The industry has had trouble this year meeting an overwhelming demand. The FAA reported more than 44,000 flight delays in July alone.

Severe weather and labor problems at United Airlines have caused some of those delays.

But a massive escalation in consumer demand has added pressure on the airline and air-traffic-control systems. The number of airline passengers is expected to reach 670 million this year. That's up from 635 million last year and 278 million from 1978.

An estimated 1 billion people will travel on planes annually within 10 years, Mr. Slater said.

"One thing we acknowledged at the beginning [of the meeting] is that no one could have anticipated in 1993 that this industry would be doing as well as it's doing today," Mr. Slater said. "No one could have anticipated that we would have the strains on the system that we now face."

Mr. Slater said some problems will ease as the busy summer travel season concludes.

To help find a solution and improve service, Mr. Slater said, the Transportation Department will organize a task force to study the quality of airline service. The group must report its findings to him in 90 days.

In addition, Mr. Slater said, the airlines agreed to improve notification to the FAA when they have flight delays or cancellations.

"This will enable air-traffic-controllers to seize the opportunity to use all available airspace," he said.
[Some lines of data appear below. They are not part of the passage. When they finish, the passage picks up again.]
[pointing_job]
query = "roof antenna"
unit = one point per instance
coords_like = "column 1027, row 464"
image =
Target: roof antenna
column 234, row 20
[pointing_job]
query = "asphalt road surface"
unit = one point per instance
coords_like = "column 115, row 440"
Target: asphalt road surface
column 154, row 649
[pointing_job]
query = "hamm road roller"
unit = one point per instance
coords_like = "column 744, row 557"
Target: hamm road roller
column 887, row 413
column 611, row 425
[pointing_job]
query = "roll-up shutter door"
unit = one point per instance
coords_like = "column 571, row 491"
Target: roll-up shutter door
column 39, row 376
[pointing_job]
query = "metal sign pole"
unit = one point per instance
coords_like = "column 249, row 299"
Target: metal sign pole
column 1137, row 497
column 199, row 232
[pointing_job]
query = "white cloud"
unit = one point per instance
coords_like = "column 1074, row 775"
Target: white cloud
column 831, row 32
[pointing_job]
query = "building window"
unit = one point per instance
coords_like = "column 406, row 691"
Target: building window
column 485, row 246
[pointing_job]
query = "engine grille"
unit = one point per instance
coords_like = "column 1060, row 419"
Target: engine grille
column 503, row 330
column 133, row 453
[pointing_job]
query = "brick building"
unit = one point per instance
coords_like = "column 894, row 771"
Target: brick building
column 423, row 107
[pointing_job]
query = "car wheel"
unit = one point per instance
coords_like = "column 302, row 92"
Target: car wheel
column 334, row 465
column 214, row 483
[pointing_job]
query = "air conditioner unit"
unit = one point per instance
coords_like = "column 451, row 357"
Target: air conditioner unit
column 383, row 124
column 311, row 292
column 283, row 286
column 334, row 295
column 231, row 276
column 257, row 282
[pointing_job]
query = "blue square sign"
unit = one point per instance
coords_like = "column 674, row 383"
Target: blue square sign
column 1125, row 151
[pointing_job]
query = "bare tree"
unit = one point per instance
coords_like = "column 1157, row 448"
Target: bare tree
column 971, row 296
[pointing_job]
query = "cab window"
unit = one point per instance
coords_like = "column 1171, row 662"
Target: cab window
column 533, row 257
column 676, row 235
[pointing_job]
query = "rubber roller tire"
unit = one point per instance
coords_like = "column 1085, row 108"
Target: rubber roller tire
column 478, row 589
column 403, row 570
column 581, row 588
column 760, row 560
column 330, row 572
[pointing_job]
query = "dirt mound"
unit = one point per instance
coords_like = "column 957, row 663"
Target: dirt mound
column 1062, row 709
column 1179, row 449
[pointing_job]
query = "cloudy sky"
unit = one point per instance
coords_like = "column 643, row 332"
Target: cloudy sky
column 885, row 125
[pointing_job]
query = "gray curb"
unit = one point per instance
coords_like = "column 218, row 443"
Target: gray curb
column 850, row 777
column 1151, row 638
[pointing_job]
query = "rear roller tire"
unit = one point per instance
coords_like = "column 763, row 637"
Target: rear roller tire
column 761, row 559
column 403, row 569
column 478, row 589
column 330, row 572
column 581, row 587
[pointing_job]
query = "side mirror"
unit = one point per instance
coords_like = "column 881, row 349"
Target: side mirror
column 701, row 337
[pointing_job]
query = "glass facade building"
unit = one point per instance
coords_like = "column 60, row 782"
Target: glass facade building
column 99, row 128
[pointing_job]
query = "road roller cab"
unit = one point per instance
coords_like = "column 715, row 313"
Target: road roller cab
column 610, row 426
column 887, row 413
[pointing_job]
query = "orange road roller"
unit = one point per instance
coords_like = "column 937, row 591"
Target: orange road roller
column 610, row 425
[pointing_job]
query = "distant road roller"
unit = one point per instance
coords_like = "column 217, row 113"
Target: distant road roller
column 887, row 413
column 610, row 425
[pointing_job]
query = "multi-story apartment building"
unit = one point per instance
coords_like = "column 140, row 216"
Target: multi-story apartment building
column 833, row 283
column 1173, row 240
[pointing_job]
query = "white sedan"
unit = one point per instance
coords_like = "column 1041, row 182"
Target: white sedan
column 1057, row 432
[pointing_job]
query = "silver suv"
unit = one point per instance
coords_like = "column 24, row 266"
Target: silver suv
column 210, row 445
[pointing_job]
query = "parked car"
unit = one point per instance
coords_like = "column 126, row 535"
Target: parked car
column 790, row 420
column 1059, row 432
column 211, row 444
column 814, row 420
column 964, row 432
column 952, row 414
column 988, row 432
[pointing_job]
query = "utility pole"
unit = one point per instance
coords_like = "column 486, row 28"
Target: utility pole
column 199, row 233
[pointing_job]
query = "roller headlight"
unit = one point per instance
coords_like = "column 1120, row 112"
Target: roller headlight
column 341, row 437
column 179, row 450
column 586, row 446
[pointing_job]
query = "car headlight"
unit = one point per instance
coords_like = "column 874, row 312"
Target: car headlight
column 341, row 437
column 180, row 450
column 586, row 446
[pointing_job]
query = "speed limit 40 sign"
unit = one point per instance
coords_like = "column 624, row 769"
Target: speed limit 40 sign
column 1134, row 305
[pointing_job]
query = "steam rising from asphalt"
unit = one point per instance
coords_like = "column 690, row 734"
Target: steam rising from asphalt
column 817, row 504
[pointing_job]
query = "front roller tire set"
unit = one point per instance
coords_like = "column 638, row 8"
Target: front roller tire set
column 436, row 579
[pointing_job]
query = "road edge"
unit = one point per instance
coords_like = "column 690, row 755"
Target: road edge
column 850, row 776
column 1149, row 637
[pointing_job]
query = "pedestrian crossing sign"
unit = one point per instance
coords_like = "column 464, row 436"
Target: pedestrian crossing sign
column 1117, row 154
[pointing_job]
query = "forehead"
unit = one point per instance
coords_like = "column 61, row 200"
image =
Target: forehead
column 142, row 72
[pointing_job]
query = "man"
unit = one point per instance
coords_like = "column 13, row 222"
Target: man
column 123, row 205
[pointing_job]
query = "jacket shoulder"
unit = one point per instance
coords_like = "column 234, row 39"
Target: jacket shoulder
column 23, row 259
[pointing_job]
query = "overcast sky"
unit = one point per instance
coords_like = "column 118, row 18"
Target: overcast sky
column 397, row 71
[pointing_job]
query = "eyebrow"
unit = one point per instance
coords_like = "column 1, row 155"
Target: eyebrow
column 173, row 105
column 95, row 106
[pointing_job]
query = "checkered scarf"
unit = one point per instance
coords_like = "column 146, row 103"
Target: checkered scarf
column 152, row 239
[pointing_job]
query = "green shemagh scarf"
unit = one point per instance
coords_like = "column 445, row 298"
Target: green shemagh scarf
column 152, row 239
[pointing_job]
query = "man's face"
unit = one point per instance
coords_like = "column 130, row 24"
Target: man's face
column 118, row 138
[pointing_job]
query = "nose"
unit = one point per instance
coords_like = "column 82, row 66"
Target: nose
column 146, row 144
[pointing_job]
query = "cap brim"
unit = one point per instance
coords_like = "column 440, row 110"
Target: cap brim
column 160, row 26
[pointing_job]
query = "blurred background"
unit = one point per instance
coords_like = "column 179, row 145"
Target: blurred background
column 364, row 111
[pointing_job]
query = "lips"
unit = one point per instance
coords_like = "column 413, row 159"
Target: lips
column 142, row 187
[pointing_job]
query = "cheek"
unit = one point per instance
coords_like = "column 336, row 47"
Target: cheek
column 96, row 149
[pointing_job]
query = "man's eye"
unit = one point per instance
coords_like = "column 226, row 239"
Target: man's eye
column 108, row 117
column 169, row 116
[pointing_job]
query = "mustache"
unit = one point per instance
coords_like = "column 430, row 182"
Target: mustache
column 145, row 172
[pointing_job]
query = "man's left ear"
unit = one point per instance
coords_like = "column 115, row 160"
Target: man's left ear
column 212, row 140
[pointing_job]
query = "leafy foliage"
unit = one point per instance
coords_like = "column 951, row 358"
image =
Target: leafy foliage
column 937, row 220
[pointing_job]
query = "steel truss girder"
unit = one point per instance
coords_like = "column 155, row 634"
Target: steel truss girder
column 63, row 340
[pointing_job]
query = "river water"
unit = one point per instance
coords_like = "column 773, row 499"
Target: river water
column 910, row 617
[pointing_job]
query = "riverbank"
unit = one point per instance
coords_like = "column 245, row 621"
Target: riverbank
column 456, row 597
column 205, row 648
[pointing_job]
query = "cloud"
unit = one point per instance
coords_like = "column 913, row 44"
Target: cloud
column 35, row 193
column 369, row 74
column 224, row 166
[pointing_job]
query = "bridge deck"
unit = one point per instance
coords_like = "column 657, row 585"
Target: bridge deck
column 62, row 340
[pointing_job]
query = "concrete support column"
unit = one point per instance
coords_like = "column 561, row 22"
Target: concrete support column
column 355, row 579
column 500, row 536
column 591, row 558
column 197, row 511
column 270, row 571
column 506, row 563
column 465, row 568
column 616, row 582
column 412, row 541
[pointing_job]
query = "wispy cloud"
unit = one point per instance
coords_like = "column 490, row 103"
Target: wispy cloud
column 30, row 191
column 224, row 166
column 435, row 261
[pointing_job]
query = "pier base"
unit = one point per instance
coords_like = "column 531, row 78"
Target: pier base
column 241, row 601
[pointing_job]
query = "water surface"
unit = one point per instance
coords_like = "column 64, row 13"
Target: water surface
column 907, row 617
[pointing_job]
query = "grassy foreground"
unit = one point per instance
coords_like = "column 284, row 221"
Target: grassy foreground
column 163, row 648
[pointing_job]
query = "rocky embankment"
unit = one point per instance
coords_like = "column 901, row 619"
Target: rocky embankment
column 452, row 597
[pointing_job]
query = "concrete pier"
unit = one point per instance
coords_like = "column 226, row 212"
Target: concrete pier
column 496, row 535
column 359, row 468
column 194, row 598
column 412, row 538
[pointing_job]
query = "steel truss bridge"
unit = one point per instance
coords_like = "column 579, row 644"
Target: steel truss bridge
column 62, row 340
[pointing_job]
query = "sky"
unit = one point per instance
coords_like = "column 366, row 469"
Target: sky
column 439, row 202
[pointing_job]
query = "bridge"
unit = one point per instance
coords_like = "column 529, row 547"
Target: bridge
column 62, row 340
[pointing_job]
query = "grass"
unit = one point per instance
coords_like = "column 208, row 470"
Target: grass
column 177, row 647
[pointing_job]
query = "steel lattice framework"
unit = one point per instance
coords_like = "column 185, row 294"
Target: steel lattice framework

Mr. Carty said passing on information about flight changes to customers is difficult.

"That's a very, very significant logistical challenge," he said. "I can assure you, on behalf of the 100,000 employees at American Airlines, and on behalf of most airline employees, they don't want to give customers erroneous information. It doesn't mean they don't. It means that when they do it, they do it by mistake."

Mrs. Garvey said the FAA will search for ways to better move airplanes at seven crowded airports, including Washington Dulles International Airport. Those changes, she said, will include improved use of airspace.

All the so-called "choke points" are east of the Mississippi River.

"If it breaks down there [at the choke points], the system breaks down," she said.

But transportation officials said the air-traffic-control system needs long-term modernization in order to fully improve the airline, airport and air-traffic systems.

Mr. Slater didn't endorse a passengers' bill of rights.

He said he will meet later this week with smaller regional carriers and consumer advocates to continue the discussion of improving airline service.